Empieza a no gustarme España

Empieza a no gustarme España y eso me duele. Empieza a no gustarme mi país, el de mis ancestros y el que quiero que siga siendo el de mis hijas. Empieza a no gustarme el fervor con el que una y otra vez desenterramos los errores del pasado para volver a echárnoslos en cara, como si los de ahora fuéramos solo un hilo directo, sin mezcolanza, aprendizaje, influencia y mestizaje de lo que otrora fueron quienes nos antecedieron. 


Unos basándolo en la estirpe familiar, como si el árbol familiar constara solo de una rama y no fuera en sí mismo, en metáfora borgiana, un jardín de senderos por los que la savia se bifurca eterna e infinitamente en su creación de vida. Otros partiendo de una interpretación ideológica del pasado bajo mirada con ojos de corta vida y cerebro de aún menor ilustración. Unos y otros aparecen cíclicamente a lo largo de nuestra historia patria, básicamente para jodernos la vida como nación y sociedad. Como país, paisaje y paisanaje, en el lúcido título de aquel lúcido, por descriptivo y premonitorio, artículo que publicó en 1933 el lúcido, por español, por sabio y por escéptico, de Don Miguel de Unamuno.

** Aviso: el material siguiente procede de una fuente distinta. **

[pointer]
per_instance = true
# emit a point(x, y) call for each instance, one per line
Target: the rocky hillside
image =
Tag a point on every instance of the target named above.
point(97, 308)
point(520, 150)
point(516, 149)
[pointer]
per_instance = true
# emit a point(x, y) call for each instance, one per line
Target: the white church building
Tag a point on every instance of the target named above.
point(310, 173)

En momentos de nuestra historia se nos advinieron para recuperar el absolutismo caduco y frenar los avances liberales hacia la modernidad, la libertad y la razón. En otros para retrotraernos a revoluciones sociales de opresión y servidumbre. Romper constituciones que promulgan libertad para gritar “Vivan las cadenas”. Si ese fuera el ADN preponderante en nuestra piel de toro reseca y resquebrajada diría “no me gusta España”. Si solo digo que empieza a no gustarme es porque no creo que, aquí y ahora, como tampoco antes, la mayoría de los españoles seamos así ni queramos la ruptura de la convivencia o la imposición hasta la aniquilación o la expulsión de unos sobre otros. Porque este enfrentamiento nunca fue entre un extremo y otro, sino entre los extremistas -que en unos siglos tienen un pelaje y en otros otro- y los que no lo somos.

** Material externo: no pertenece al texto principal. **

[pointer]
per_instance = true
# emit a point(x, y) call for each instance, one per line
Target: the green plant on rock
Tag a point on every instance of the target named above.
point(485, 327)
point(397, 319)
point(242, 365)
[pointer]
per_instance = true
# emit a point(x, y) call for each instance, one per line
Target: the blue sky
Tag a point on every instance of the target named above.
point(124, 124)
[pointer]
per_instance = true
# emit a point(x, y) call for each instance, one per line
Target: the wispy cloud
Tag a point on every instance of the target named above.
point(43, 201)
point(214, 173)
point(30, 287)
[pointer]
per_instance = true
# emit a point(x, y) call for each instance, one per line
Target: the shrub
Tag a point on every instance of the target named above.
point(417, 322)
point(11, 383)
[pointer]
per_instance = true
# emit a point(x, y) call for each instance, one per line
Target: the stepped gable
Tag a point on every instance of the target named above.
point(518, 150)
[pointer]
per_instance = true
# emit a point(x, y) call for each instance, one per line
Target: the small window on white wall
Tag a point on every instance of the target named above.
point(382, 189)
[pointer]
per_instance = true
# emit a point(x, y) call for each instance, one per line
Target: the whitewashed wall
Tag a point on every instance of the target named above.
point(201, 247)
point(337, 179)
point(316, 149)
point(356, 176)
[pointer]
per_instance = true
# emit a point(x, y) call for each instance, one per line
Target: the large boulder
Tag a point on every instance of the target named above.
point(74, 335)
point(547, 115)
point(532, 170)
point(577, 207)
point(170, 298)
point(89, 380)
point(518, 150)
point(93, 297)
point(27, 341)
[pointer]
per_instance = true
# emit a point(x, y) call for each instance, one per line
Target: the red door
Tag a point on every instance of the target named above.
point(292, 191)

Entre totalitarismo y Estado de derecho. Entre absolutismo e imperio de la ley. Entre arbitrariedad y orden democrático. Estos son los planos del enfrentamiento, no entre extremos que nacen y se expanden unos al albur de los otros, retroalimentándose en espiral de irracionalidad. ¿O es que alguien piensa que al 80% de los españoles de los años 30 les importaban una “m” el  marxismo o el fascismo? Sin embargo esa inmensa mayoría se vio arrastrada por unos cuantos visionarios hundepatrias como los que vuelven a aflorar hoy, pensando que venciendo y no convenciendo se puede doblegar  a una sociedad entera para conseguir su Arcadia feliz. Una utopía que básicamente consiste en tener una dacha en las afueras y en igualarnos a todos (salvo ellos) por abajo, no por arriba. Por la miseria, no la prosperidad. Por la servidumbre, no por la libertad. Ha dicho Felipe González que en 78 años de vida nunca ha visto una incertidumbre de la magnitud de la que estamos viendo. Empieza a no gustarme, pero aún nos pertenece a todos.